Selen T., Akoglu H., Agbaht K.

Indian Journal of Medical Research, vol.155, no.3, pp.397-402, 2022 (SCI-Expanded) identifier identifier identifier

  • Publication Type: Article / Article
  • Volume: 155 Issue: 3
  • Publication Date: 2022
  • Doi Number: 10.4103/ijmr.ijmr_1777_19
  • Journal Name: Indian Journal of Medical Research
  • Journal Indexes: Science Citation Index Expanded (SCI-EXPANDED), Scopus, Academic Search Premier, BIOSIS, CAB Abstracts, EMBASE, MEDLINE, Veterinary Science Database, Directory of Open Access Journals
  • Page Numbers: pp.397-402
  • Keywords: Alanine aminotransferase, aspartate aminotransferase, cardiovascular disease, gamma-glutamyltransferase, kidney disease risk, factors
  • Ankara Yıldırım Beyazıt University Affiliated: No

Abstract

© 2022 Indian Journal of Medical Research, published by Wolters Kluwer-Medknow for Director-General, Indian Council of Medical Research.Background & objectives: Cardiovascular disease (CVD) remains the leading cause of mortality among patients with chronic kidney disease (CKD). Liver function tests (LFTs) have emerged as markers of CVD risk in some population-based studies. Hence, in the present study the relation between LFTs and biochemical cardiovascular risk factors (CRFs) were evaluated in CKD patients. Methods: A total of 246 patients with stage 3-5 pre-dialysis CKD were enrolled. Demographics, LFTs [alanine aminotransferase (ALT), aspartate aminotransferase (AST) and gamma-glutamyltransferase (GGT)] and biochemical CRFs were recorded retrospectively. Glomerular filtration rate (GFR) was calculated using CKD-EPI equation.

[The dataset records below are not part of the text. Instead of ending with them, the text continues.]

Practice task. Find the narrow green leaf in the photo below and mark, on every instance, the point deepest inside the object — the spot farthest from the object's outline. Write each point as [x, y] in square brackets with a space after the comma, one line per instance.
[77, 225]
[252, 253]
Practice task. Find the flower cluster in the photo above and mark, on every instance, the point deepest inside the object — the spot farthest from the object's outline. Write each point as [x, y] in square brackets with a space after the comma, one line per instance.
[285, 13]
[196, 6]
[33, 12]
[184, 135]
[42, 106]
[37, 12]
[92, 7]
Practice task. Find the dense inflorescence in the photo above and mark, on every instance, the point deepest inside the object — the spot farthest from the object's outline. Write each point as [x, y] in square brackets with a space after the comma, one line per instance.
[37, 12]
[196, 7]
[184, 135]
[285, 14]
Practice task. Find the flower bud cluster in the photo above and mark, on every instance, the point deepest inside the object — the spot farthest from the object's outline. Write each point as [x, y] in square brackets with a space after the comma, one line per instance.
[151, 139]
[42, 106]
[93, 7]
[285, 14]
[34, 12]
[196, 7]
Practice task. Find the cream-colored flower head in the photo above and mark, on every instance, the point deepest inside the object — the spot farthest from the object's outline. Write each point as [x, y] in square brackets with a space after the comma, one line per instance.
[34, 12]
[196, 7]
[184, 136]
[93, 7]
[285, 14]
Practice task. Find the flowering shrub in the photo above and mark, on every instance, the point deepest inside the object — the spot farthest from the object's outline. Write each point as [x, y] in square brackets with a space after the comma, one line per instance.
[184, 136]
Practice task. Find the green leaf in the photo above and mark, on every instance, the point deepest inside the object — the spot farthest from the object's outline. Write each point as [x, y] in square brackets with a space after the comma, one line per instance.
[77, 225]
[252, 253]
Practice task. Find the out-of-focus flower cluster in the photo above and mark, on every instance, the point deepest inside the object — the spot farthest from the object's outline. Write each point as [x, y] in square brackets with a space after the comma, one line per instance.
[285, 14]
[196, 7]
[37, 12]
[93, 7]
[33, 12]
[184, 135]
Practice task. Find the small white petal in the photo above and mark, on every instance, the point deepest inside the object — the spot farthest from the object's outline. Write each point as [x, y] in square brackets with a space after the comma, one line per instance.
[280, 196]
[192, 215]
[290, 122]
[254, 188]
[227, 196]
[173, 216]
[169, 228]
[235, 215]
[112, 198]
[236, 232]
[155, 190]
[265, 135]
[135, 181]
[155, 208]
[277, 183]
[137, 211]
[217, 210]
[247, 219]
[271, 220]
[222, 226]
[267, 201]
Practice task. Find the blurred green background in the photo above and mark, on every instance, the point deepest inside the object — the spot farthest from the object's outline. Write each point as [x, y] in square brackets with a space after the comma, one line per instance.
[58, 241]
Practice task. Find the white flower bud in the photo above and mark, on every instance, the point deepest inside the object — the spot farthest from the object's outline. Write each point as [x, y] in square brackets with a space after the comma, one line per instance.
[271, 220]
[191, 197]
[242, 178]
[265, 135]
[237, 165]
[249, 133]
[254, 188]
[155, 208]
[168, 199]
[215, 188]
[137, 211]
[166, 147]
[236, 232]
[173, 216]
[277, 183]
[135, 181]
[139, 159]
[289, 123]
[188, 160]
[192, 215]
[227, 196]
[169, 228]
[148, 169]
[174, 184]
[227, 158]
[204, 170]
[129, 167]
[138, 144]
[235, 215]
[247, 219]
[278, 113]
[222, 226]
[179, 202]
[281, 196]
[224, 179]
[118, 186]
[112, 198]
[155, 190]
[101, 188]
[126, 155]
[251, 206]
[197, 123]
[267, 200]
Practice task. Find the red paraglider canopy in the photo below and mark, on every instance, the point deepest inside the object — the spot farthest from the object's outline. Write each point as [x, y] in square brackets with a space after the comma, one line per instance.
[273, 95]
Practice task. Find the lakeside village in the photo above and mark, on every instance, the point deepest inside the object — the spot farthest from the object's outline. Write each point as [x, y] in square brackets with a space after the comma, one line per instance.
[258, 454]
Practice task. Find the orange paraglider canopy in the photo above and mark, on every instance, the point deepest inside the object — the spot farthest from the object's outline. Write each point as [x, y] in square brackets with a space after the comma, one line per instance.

Results: ALT was positively correlated with GFR, albumin, triglyceride and 25-hydroxyvitamin D and negatively correlated with CRP and intact parathyroid hormone (iPTH); AST was positively correlated with GFR, albumin, high-density lipoprotein cholesterol (HDL-C) and 25-hydroxyvitamin D and negatively correlated with CRP and iPTH; GGT was positively correlated with GFR, CRP and triglyceride and negatively correlated with HDL-C. In diabetic patients, ALT correlated positively with GFR; AST correlated positively with GFR and HDL-C, but correlated negatively with iPTH. In the correlation analysis between GFR and CRF, GFR was positively correlated with albumin, triglyceride and 25-hydroxyvitamin D and negatively correlated with CRP, iPTH and albuminuria in both total study population and diabetic group. A partial correlation analysis revealed no correlation between LFTs and CRFs after being controlled for GFR. Interpretation & conclusions: The results of the present study suggest that the relationship between LFTs and biochemical CRFs seems to be a function of impaired GFR.